Fix leak scan SEGV catcher when ptr starts in unreadable page (readable for aspacemgr)
The fault catcher installed during leak scan to catter e.g. for
possible desynchronisation between real protection and aspacemgr
was not activated when the scanned ptr was directly pointing in
a desynchronised page.
This was (initially only) visible on ppc32 (gcc110) as the page size of
gcc110 is big (64 K).
=> modified the leak-segv-jmp test so as to produce the problem also
on systems with smaller pages.
The fix consists in calling the setjmp before the scan loop,
and skip the bad address which has been recorded by the fault
catcher.
Also, deemed better to just skip one single Addr rather than a full page
(e.g. to skip less data in case some addresses are unreadable e.g.
on strange hardware).
Performance of the leak scan has been measured, seems slightly
faster on x86,amd64 and ppc32. Slightly slower on ppc64.
Also if verbose argument is given, outputs the nr of bytes skipped
due to fault.
git-svn-id: svn://svn.valgrind.org/valgrind/trunk@13623 a5019735-40e9-0310-863c-91ae7b9d1cf9
diff --git a/memcheck/mc_leakcheck.c b/memcheck/mc_leakcheck.c
index 4555a22..ffbf650 100644
--- a/memcheck/mc_leakcheck.c
+++ b/memcheck/mc_leakcheck.c
@@ -488,6 +488,9 @@
// Keeps track of how many bytes of memory we've scanned, for printing.

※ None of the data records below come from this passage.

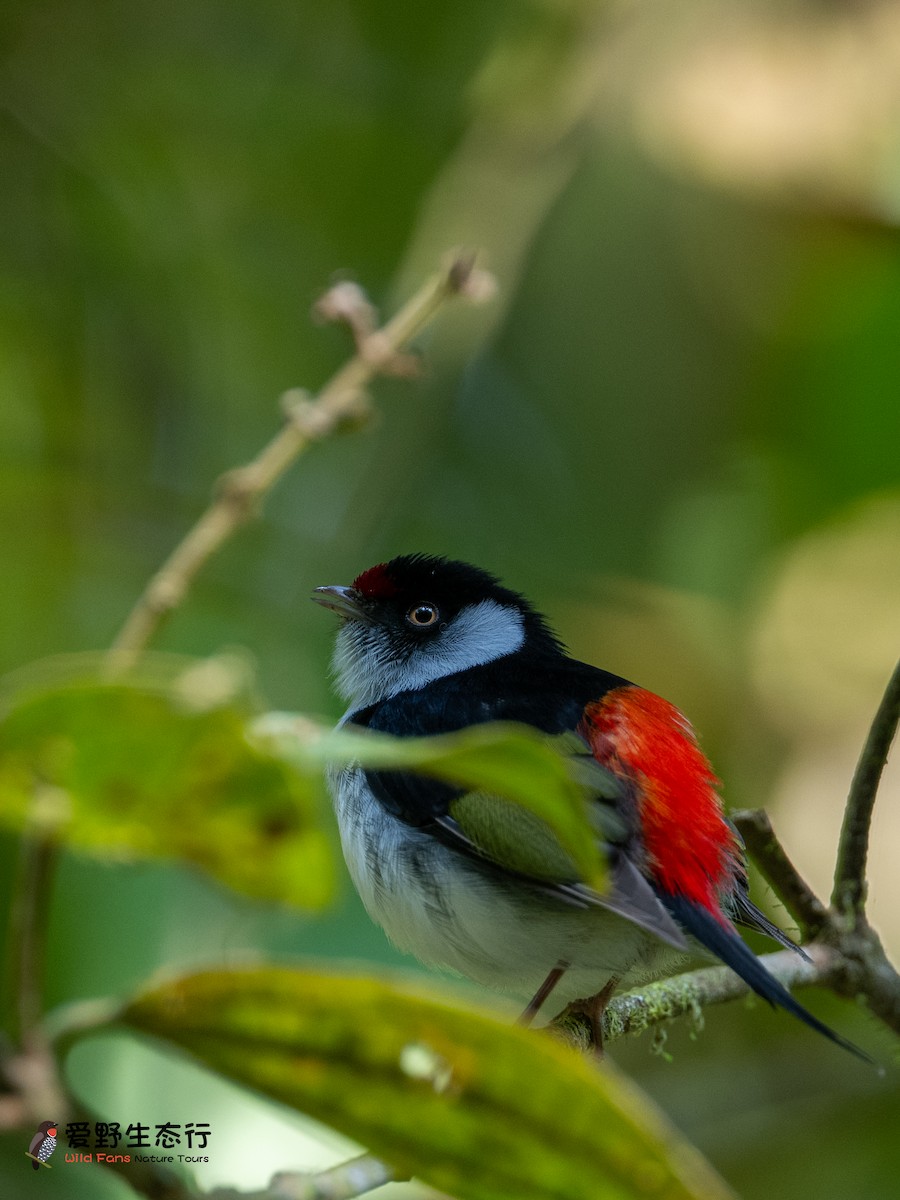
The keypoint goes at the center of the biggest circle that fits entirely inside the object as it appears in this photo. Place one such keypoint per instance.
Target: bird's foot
(593, 1008)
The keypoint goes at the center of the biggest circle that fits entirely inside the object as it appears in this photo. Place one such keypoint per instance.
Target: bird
(42, 1144)
(429, 646)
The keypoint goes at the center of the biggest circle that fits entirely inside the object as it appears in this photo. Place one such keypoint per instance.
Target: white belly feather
(448, 912)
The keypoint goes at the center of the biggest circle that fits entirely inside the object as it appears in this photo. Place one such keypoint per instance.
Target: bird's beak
(345, 601)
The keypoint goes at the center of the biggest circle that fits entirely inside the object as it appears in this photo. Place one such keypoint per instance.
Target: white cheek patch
(367, 671)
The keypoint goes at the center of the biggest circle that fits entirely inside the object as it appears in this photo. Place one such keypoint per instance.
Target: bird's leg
(593, 1008)
(545, 989)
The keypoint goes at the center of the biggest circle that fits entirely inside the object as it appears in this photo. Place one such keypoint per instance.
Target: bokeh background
(677, 426)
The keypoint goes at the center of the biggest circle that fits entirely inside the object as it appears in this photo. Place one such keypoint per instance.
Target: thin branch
(342, 401)
(849, 893)
(779, 871)
(645, 1008)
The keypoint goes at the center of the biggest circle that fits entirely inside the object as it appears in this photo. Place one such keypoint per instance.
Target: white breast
(447, 911)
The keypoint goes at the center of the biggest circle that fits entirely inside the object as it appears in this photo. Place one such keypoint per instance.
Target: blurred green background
(677, 427)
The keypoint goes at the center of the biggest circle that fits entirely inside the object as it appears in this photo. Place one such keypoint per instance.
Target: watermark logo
(113, 1141)
(42, 1145)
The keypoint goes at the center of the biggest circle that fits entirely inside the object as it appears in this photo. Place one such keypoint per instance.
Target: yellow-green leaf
(163, 767)
(531, 773)
(478, 1108)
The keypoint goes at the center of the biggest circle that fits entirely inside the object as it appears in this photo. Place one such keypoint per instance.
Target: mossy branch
(849, 893)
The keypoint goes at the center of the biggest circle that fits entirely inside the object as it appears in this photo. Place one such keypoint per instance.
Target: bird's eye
(423, 615)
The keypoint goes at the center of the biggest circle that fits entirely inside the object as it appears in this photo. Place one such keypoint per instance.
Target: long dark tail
(727, 946)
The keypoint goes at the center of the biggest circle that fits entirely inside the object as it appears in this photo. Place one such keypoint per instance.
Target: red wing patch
(690, 846)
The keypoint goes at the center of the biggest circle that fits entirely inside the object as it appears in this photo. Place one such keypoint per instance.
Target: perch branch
(690, 994)
(342, 401)
(849, 893)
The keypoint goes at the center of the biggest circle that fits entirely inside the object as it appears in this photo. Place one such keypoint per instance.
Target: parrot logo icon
(42, 1144)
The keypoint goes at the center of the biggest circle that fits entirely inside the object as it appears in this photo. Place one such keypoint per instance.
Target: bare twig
(779, 871)
(849, 893)
(342, 400)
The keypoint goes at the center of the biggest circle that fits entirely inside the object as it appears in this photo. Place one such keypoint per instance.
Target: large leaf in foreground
(478, 1108)
(162, 766)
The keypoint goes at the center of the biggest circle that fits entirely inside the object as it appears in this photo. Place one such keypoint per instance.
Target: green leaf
(531, 801)
(163, 767)
(473, 1107)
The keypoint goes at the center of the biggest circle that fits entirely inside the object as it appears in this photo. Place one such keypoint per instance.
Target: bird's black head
(419, 618)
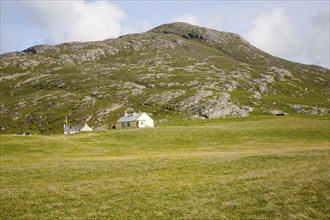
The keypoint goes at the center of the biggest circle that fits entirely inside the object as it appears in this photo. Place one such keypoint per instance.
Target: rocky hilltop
(174, 71)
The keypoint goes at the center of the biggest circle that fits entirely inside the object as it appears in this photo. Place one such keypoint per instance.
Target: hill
(252, 168)
(174, 71)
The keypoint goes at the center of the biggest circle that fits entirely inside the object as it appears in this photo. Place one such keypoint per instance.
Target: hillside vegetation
(252, 168)
(175, 71)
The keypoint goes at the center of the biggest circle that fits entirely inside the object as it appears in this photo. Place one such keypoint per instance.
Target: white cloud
(189, 18)
(273, 32)
(62, 21)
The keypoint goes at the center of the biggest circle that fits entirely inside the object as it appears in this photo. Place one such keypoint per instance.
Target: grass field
(251, 168)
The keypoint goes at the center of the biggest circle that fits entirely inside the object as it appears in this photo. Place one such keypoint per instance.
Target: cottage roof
(130, 117)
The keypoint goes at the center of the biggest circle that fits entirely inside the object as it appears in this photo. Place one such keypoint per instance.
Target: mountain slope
(175, 71)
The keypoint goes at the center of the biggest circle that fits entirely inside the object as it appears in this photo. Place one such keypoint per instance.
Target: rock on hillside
(174, 71)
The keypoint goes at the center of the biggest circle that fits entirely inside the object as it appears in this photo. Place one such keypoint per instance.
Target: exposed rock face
(277, 112)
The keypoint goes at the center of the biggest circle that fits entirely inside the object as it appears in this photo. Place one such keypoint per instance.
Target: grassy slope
(258, 167)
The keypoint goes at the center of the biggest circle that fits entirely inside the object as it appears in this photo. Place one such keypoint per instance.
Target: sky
(293, 30)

// (Nb: We don't keep track of how many register bytes we've scanned.)
static SizeT lc_scanned_szB;
+// Keeps track of how many bytes we have not scanned due to read errors that
+// caused a signal such as SIGSEGV.
+static SizeT lc_sig_skipped_szB;
SizeT MC_(bytes_leaked) = 0;
@@ -886,14 +889,17 @@
static VG_MINIMAL_JMP_BUF(memscan_jmpbuf);
+static volatile Addr bad_scanned_addr;
static
void scan_all_valid_memory_catcher ( Int sigNo, Addr addr )
{
if (0)
VG_(printf)("OUCH! sig=%d addr=%#lx\n", sigNo, addr);
- if (sigNo == VKI_SIGSEGV || sigNo == VKI_SIGBUS)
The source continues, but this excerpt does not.